“HUD CHARGES PHILADELPHIA HOUSING PROVIDER WITH DISABILITY DISCRIMINATION”

WASHINGTON – The U.S. Department of Housing and Urban Development today announced that it is charging Post Presidential Property Owner, LLC, and Post Commercial Real Estate, LLC, the owner and manager respectively of Presidential City Apartments in Philadelphia, with disability discrimination. Specifically, HUD’s charge alleges that Housing Equality Center of Pennsylvania conducted testing concerning whether the owner and management company were rejecting reasonable accommodation requests, including requests for waivers of pet fees for assistance animals and for designated parking spaces. According to the Charge, HECP’s testing revealed discrimination against persons with disabilities. Read HUD’s Charge.

The Fair Housing Act prohibits housing discrimination based on disabilities, including denying reasonable accommodation requests for the waiver of pet fees for assistance animals and rejecting requests for a designated handicapped parking space needed by a person with a disability.

“Reasonable accommodations enable persons with disabilities to fully utilize and enjoy their homes and shouldn’t be denied,” said Anna María Farías, HUD’s Assistant Secretary for Fair Housing and Equal Opportunity. “HUD will continue taking action to protect their rights by ensuring that housing providers meet their obligations under the Fair Housing Act.”

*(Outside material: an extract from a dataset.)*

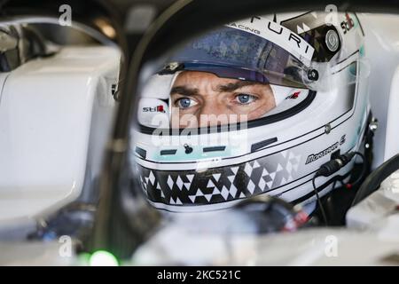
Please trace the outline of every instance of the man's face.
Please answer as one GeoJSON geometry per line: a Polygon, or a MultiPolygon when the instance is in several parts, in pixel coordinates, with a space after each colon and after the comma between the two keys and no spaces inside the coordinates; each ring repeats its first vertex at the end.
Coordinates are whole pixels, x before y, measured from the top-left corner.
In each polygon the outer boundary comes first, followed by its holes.
{"type": "Polygon", "coordinates": [[[228,122],[251,121],[276,106],[269,84],[219,78],[207,72],[180,73],[170,96],[172,127],[179,128],[223,124],[223,119],[209,119],[219,115],[228,122]]]}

“HUD will vigorously enforce the rights of persons with disabilities to receive the reasonable accommodations they need to enjoy their homes,” said Michael B. Williams, HUD’s Principal Deputy General Counsel.

HUD’s charge will be heard by a United States Administrative Law Judge. If an administrative law judge finds after a hearing that discrimination has occurred, he or she may award damages to the complainants for harm caused by the discrimination. The judge may also order injunctive relief and other equitable relief, as well as payment of attorney’s fees. In addition, the judge may impose fines to vindicate the public interest. If the matter is decided in federal court, the judge may also award punitive damages.